La gestion des déchets a également capté l’attention. « L’été dernier, en raison de la guerre, de nombreux villes et villages n’avaient accès à l’électricité que quatre heures par jour. Ces défis autour de l’énergie sont particulièrement pertinents pour nous en Ukraine », a ajouté Sadovnyk.
« Certains des thèmes abordés au forum m’ont offert une perspective nouvelle et inattendue, notamment la contribution des femmes et du sport à la lutte contre le changement climatique », confie, pour sa part, Suzy El-Gueniedy, rédactrice en chef adjointe de la revue égyptienne Al-Ahram Al-Arabi.
Pour elle, le rôle des journalistes est essentiel dans la sensibilisation du public aux effets dramatiques du changement climatique. « L’intensification des vagues de chaleur, la montée des océans, les inondations, tout cela affectera la production agricole et entraînera une pénurie d’eau potable dans les années à venir. Ces bouleversements auront un impact direct sur les générations futures », affirme Suzy El-Gueniedy qui estime que la sensibilisation du public est un levier puissant pour inciter les institutions politiques et économiques à adopter des politiques plus engagées en faveur de la lutte contre le changement climatique.
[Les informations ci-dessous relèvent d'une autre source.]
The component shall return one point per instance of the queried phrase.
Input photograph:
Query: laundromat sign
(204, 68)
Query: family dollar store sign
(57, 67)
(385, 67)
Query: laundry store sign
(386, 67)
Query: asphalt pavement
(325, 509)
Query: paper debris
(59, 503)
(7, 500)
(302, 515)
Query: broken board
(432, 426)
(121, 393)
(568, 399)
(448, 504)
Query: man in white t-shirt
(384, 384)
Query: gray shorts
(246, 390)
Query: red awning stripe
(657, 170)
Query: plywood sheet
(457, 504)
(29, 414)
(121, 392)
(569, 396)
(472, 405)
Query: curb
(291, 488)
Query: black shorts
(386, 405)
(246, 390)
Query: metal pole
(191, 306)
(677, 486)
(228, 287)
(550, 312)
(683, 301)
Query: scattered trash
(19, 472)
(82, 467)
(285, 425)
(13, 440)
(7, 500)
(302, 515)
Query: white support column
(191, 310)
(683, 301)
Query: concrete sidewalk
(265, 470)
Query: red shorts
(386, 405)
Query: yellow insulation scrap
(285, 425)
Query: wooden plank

Cependant, couvrir ces sujets dans le monde arabe n’est pas sans défis. Souvent, on ne saisit pas l’importance des enjeux climatiques. « Il faut redoubler d’efforts pour sensibiliser la presse à ces questions cruciales », souligne-t-elle. Et d’ajouter : « Avec la COP29 prévue en novembre à Bakou, en Azerbaïdjan, il y aura plus d’opportunités pour aborder ces sujets essentiels ».
Pour Andrea Masullo, directeur scientifique de Greenaccord, l’humanité fait face à une crise environnementale sans précédent, avec le changement climatique qui s’accélère et la biosphère en pleine dégradation. Les actions politiques sont trop lentes et inefficaces, et nous pouvons manquer les objectifs cruciaux de la décarbonation, tandis que les populations les plus vulnérables subissent les effets les plus destructeurs. Dans ce contexte alarmant, les journalistes ont un rôle-clé à jouer en sensibilisant le public et en mettant la pression sur les décideurs politiques pour des mesures audacieuses et immédiates.
Les responsables du forum espèrent que cette collaboration internationale aidera à surmonter les défis, en changeant les comportements face aux enjeux environnementaux et en renforçant les relations humaines grâce à une meilleure compréhension mutuelle.